Transfer Learning MCQ · test your knowledge
From fine‑tuning to domain adaptation – 15 questions covering pretrained models, feature extraction, and best practices.
Transfer learning: leverage pretrained models
Transfer learning enables you to take a model trained on a large dataset (like ImageNet) and adapt it to a new, often smaller task. It dramatically reduces training time and data requirements. This MCQ covers core concepts: feature extraction, fine‑tuning, domain adaptation, and popular architectures like ResNet, BERT, and VGG.
Why transfer?
Transfer learning is the go‑to approach in computer vision and NLP when you have limited data. It also speeds up convergence and often yields better performance.
Transfer learning glossary – key concepts
Feature extraction
Freeze pretrained layers, use them as fixed feature extractors, and train only the new classifier head.
Fine‑tuning
Unfreeze some or all of the pretrained layers and continue training on the new task with a low learning rate.
Pretrained CNN (ResNet, VGG)
Models trained on ImageNet, often used for vision transfer learning.

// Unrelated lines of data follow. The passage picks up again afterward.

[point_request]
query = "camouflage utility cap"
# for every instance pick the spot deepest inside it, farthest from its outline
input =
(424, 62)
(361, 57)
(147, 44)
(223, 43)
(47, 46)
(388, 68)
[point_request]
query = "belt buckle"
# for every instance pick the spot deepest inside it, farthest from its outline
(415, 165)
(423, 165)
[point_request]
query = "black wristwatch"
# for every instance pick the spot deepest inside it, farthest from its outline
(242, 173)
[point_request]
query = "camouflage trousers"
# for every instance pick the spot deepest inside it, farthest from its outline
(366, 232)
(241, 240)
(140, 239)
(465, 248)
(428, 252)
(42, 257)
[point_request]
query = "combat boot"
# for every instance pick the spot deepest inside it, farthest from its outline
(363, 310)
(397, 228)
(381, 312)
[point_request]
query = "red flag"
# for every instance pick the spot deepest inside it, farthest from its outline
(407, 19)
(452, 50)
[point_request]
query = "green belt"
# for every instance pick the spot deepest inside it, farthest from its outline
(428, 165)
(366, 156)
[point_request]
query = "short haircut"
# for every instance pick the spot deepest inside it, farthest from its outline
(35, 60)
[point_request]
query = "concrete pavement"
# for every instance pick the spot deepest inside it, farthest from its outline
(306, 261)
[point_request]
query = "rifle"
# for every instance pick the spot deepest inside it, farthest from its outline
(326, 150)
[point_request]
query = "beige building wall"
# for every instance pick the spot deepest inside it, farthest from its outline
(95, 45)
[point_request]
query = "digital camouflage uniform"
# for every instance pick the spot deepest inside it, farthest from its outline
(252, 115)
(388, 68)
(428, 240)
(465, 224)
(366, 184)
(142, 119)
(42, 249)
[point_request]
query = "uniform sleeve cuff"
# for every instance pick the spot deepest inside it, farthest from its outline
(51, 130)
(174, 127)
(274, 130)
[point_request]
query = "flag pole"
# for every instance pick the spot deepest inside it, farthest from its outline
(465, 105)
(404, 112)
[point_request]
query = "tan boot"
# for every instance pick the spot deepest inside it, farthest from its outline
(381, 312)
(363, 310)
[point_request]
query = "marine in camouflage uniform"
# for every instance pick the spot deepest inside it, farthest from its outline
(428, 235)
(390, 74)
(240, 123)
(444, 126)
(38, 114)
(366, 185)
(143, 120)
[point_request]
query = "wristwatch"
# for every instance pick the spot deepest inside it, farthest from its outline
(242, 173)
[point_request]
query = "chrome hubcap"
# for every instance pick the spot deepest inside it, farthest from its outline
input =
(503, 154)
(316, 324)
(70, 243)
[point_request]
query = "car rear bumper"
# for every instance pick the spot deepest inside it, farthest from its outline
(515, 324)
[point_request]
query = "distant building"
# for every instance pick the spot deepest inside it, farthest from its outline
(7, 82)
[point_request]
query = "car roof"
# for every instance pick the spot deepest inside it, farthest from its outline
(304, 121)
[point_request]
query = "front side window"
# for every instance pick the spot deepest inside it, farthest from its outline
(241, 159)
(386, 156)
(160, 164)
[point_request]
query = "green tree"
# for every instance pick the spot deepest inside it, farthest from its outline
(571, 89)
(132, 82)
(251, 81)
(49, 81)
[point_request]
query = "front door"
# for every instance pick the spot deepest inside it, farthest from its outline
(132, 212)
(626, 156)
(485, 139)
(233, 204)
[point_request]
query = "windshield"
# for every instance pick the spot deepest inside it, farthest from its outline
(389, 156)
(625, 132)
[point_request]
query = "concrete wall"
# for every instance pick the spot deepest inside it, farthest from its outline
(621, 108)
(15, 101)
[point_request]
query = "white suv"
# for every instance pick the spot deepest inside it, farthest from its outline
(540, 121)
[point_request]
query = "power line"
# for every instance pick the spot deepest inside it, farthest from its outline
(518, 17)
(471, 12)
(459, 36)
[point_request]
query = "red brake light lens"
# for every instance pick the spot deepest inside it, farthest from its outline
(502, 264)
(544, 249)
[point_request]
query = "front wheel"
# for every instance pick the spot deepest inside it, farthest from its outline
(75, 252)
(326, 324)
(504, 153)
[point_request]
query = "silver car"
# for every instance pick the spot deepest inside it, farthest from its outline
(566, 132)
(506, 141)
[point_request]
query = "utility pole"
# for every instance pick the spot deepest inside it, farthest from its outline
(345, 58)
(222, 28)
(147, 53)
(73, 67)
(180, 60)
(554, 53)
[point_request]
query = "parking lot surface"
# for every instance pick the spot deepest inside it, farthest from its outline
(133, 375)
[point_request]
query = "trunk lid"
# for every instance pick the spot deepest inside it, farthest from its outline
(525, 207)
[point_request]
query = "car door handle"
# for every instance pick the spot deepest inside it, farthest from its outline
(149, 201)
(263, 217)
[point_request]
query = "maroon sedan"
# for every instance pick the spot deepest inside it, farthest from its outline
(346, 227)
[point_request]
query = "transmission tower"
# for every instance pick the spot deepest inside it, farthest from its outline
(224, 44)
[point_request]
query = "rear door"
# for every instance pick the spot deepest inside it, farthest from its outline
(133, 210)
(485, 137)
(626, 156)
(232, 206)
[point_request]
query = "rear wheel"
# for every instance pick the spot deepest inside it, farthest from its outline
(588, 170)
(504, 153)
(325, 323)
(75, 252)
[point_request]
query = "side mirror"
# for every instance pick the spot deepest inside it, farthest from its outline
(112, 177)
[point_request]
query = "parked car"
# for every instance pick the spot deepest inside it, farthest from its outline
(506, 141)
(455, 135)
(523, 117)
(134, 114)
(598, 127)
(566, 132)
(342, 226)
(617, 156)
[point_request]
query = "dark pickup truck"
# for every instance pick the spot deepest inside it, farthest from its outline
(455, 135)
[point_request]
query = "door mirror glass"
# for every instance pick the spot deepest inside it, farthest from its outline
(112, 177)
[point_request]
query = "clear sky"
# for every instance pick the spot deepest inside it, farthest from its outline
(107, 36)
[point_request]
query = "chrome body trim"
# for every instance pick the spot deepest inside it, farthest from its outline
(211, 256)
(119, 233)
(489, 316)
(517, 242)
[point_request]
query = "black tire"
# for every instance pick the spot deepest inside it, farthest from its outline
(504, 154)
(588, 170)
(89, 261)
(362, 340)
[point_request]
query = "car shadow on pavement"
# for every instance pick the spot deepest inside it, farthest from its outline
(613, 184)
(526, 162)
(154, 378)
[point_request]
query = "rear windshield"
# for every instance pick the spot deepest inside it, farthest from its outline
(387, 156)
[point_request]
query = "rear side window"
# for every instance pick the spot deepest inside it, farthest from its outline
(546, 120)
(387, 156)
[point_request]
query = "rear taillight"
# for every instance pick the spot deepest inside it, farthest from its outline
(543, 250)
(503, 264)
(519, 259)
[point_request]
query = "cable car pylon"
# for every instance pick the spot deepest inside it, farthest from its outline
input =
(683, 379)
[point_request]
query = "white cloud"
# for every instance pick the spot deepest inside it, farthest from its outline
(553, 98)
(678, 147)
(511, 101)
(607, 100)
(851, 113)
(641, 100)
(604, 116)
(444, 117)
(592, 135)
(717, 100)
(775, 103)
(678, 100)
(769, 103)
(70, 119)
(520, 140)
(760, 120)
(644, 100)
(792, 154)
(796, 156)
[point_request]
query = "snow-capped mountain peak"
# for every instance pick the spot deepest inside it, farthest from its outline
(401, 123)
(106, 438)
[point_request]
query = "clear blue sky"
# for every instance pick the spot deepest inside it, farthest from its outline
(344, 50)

Pretrained NLP (BERT, GPT)
Transformer models pretrained on massive text corpora, fine‑tuned for downstream tasks.
Domain adaptation
Special case of transfer learning where source and target domains differ but tasks are similar.
Catastrophic forgetting
When fine‑tuning, the model may forget previously learned knowledge if trained too aggressively.
Freezing layers
Setting `requires_grad=False` for pretrained layers to keep their weights unchanged during training.
# PyTorch transfer learning example (feature extraction)
import torchvision.models as models
model = models.resnet18(pretrained=True)
for param in model.parameters():
param.requires_grad = False
model.fc = nn.Linear(model.fc.in_features, num_classes) # new head
Common transfer learning interview questions
- What's the difference between feature extraction and fine‑tuning?
- Why do we typically use a lower learning rate for pretrained layers?
- What is catastrophic forgetting and how do you mitigate it?
- How would you adapt a ResNet trained on ImageNet to a grayscale medical image task?
- Explain domain adaptation and give an example.
- When would you unfreeze layers progressively during fine‑tuning?